Compression on-wire with msgr2 protocol is now available
With this release, in addition to encryption on wire, compression on wire is also supported to secure network operations within the storage cluster.
See the Encryption and key management section in the Red Hat Ceph Storage Data Security and Hardening Guide for more details.
Python notifications are more efficient
Previously, there were some unused notifications that no modules needed at the moment. This caused inefficiency.

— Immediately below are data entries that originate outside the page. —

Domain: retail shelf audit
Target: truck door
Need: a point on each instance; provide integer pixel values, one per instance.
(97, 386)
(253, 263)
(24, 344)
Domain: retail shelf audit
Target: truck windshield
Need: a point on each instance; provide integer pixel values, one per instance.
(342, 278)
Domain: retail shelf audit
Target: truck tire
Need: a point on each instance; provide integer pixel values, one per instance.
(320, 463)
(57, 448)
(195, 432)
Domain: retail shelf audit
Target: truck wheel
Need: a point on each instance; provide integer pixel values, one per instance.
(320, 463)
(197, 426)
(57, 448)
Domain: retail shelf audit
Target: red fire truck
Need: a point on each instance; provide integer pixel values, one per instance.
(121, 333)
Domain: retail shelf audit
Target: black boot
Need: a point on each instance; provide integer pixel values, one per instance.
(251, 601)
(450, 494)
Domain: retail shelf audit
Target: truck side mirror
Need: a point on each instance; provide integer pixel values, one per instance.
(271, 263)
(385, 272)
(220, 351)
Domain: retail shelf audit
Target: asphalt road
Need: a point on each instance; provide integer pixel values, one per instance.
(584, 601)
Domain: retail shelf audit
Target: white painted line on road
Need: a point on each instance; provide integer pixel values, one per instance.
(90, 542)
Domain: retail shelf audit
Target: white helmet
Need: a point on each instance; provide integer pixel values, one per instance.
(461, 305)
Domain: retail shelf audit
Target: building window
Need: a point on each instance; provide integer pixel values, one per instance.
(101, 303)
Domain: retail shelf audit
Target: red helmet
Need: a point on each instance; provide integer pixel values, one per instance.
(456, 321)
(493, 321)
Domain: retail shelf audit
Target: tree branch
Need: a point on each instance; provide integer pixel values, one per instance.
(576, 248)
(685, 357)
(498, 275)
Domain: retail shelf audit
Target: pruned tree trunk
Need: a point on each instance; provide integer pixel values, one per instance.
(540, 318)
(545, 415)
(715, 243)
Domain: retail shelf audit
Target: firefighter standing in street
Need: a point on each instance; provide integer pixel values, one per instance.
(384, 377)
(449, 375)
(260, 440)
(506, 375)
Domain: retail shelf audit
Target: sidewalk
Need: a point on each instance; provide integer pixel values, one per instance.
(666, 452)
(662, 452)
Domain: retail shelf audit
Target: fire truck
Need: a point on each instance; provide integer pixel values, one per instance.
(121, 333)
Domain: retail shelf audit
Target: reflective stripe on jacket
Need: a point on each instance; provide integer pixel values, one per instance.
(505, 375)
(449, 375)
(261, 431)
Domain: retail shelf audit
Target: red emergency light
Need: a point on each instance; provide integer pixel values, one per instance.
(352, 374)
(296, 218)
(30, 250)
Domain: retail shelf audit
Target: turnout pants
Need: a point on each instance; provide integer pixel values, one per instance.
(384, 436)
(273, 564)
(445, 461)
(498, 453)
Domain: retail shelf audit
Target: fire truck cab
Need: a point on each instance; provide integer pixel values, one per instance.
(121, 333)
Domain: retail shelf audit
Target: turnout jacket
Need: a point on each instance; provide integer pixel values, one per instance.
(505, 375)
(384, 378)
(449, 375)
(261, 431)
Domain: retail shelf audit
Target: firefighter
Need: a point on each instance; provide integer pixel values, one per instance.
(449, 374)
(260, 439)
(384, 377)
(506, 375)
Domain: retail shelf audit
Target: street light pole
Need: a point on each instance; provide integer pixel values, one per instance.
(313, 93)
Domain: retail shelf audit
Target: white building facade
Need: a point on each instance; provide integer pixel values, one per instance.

With this release, the NotifyType
parameter is introduced. It is annotated, which events modules consume at the moment, for example NotifyType.mon_map
, NotifyType.osd_map
, and the like. As a consequence, only events that modules ask for are queued. The events that no modules consume are issued. Because of these changes, python notifications are now more efficient.
The changes to pg_num
are limited
Previously, if drastic changes were made to pg_num
that outpaced pgp_num
, the user could hit the per-osd placement group limits and cause errors.
With this release, the changes to pg_num
are limited to avoid the issue with per-osd placement group limits.
New pg_progress
item is created to avoid dumping all placement group statistics for progress updates
Previously, the pg_dump
item included unnecessary fields that wasted CPU if it was copied to python-land
. This tended to lead to long ClusterState::lock
hold times, leading to long ms_dispatch
delays and generally slowing the processes.
With this release, a new pg_progress
item is created to dump only the fields that mgr tasks
or progress
needs.
The mgr_ip
is no longer re-fetched
Previously, the mgr_ip
had to be re-fetched during the lifetime of an active Ceph manager module.
With this release, the mgr_ip
does not change for the lifetime of an active Ceph manager module, thereby, there is no need to call back into Ceph Manager for re-fetching.
WORM compliance is now supported
Red Hat now supports WORM compliance.
See the Enabling object lock for S3 for more details.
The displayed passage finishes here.